The Vickers hardness was also measured according to the ASTM standard (E384), and the hardness was evaluated after forming the pits by pressing the pyramidal diamond particles of the face angle of 136 degrees at a constant load on the material surface. At this time, the measurement load was 0.05 kg, and the average value was calculated by measuring 10 points (3 times per point) at intervals of 1 mm.

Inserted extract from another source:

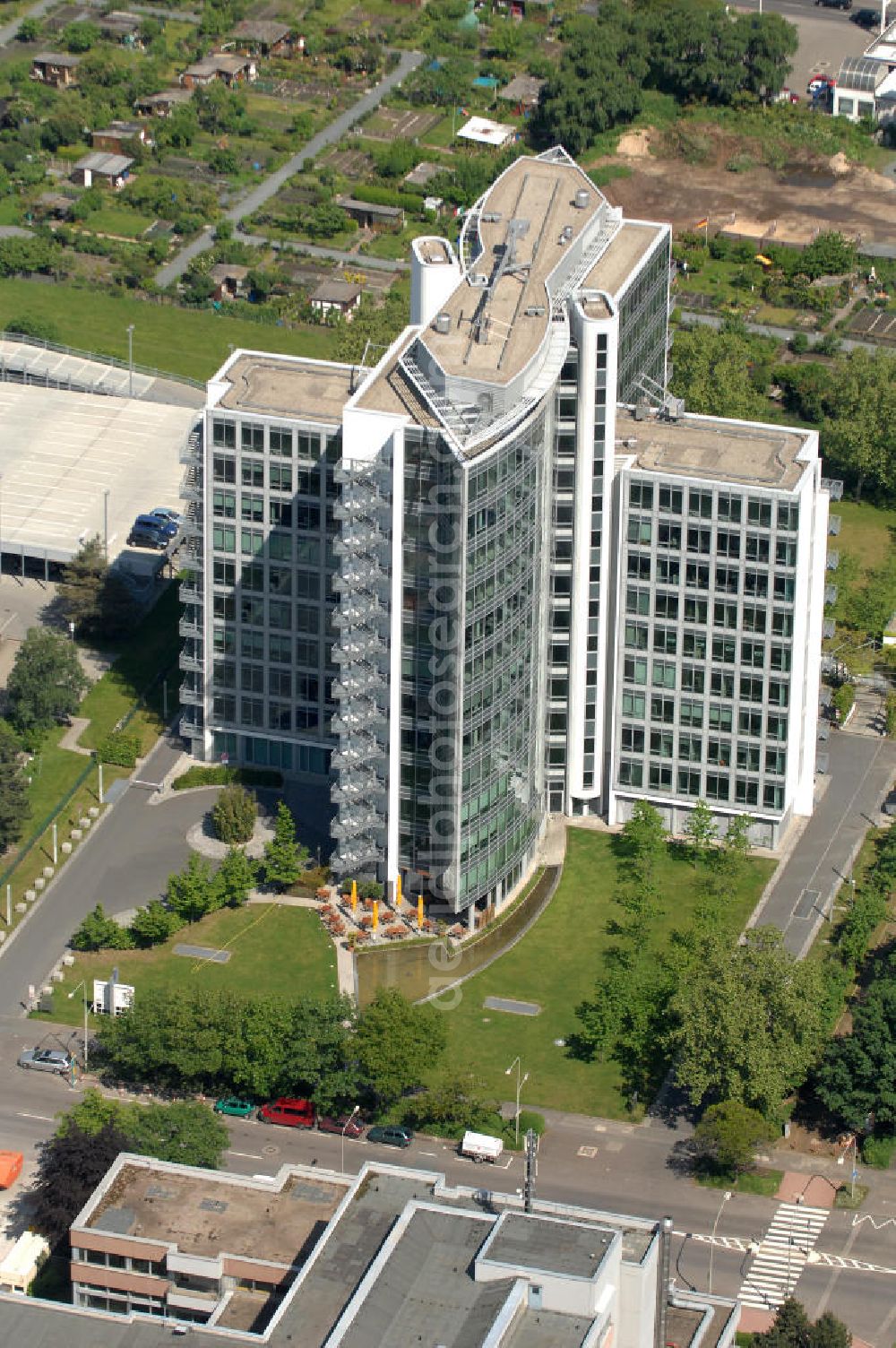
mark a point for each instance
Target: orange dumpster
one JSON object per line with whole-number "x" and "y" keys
{"x": 10, "y": 1168}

Psalter Fe content (% by weight) 67.2% 46.8% 27.4% 8.9% rescue Core-shell Uniform dispersion Uniform dispersion Uniform dispersion Electrical conductivity
(% IACS) 3.6 5.1 15.6 45.7 Hardness
(Hv) 248 195 150 101

(The remainder excluding the Fe component in Table 1 is the Cu component).

As shown in Table 1, it can be seen that the higher the Cu content of the copper alloy powder, the greater the electric conductivity increase effect, and the higher the Fe content, the greater the hardness.

From these results, it will be possible to manufacture and sort materials having desired electromagnetic shielding performance by appropriately controlling the Cu and Fe contents of the copper alloy powder.

Meanwhile, FIGS. 2A and 2B show the results of observation of the structure of each powder and sintered body. When the Fe content is relatively high, the core-shell structure is clearly formed, whereas when the Cu content is relatively high, Is uniformly distributed.

Claims

Charging copper (Cu) and iron (Fe) into a vessel;
Heating the copper and iron charged in the vessel to form a melt; And
And coagulating and pulverizing the molten material by spraying a gas
Wherein the method comprises the steps of:

The method according to claim 1,
Wherein the heating is carried out at a heating rate of 1 to 200 DEG C / min and then at 800 to 2000 DEG C for 1 to 30 minutes.

The method according to claim 1,
Wherein the gas is at least one gas selected from air, nitrogen, and an inert gas.

The method according to claim 1,
Wherein the copper alloy powder has a core-shell structure, a Fe-rich phase is present in the center portion, and a Cu-rich phase is present in the outer portion surrounding the center portion. Way.

The method according to claim 1,
Wherein the copper alloy powder is one in which Fe precipitates are uniformly dispersed in a Cu matrix.

The copper alloy powder as produced by the production method according to any one of claims 1 to 5, comprising 30 to 95% by weight of copper (Cu) and 5 to 70% by weight of iron (Fe).

The method according to claim 6,
Wherein the copper alloy powder has a core-shell structure, a Fe-rich phase is present in a center portion, and a Cu-rich phase is present in an outer portion surrounding the center portion.

8. The method of claim 7,
Wherein the core-shell structure has an iron (Fe) content of 50 to 70 wt%.

The method according to claim 6,
Wherein the copper alloy powder is one in which Fe precipitates are uniformly dispersed in a Cu matrix.

10. The method of claim 9,
Wherein the iron (Fe) content is 5 wt% or more and less than 50 wt% when the Fe precipitates are uniformly dispersed in a Cu matrix.